Angel funds provide the much-needed seed capital to cash-starved entrepreneurs in their early stages of growth. In order to make it easier for angel investors to enter and exit a company, the regulator relaxed the minimum lock-in requirement.
“The lock-in requirements of investment made by Angel Funds in the venture capital undertaking is reduced from three years to one year,” Sebi said.
Additionally to make a number of companies eligible to receive capital from Sebi-registered funds, the regulator allowed angel funds to invest in startups incorporated within five years from an earlier cap of three years.
“The requirements of minimum investment amount by an Angel Fund in any venture capital undertaking is reduced from fifty lakhs to twenty-five lakhs,” Sebi added.
The board of Sebi, which met on Wednesday also decided to permit foreign portfolio investors (FPI) to invest in unlisted debt securities and securitised debt instruments.
Currently, overseas investors were permitted to invest only in unlisted debt instruments issued by companies in the infrastructure sector.

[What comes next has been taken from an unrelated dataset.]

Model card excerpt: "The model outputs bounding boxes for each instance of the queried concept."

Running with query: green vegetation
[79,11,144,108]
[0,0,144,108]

However, the regulator clarified that such instruments should have a minimum residual maturity of three years.
More importantly, funds received from overseas investors will have end use restrictions on investment in real estate business, capital market and purchase of land.
Addressing the corporate governance issues in compensation agreements entered into between key managerial persons and private equity players, Sebi said such agreements should get prior approval from the board of directors as well as public shareholders.
“The board had deliberated the concerns related to private equity funds entering into compensation agreements to incentivise promoters, directors and key managerial personnel of listed investee companies which could potentially lead to unfair practices,” Sebi said.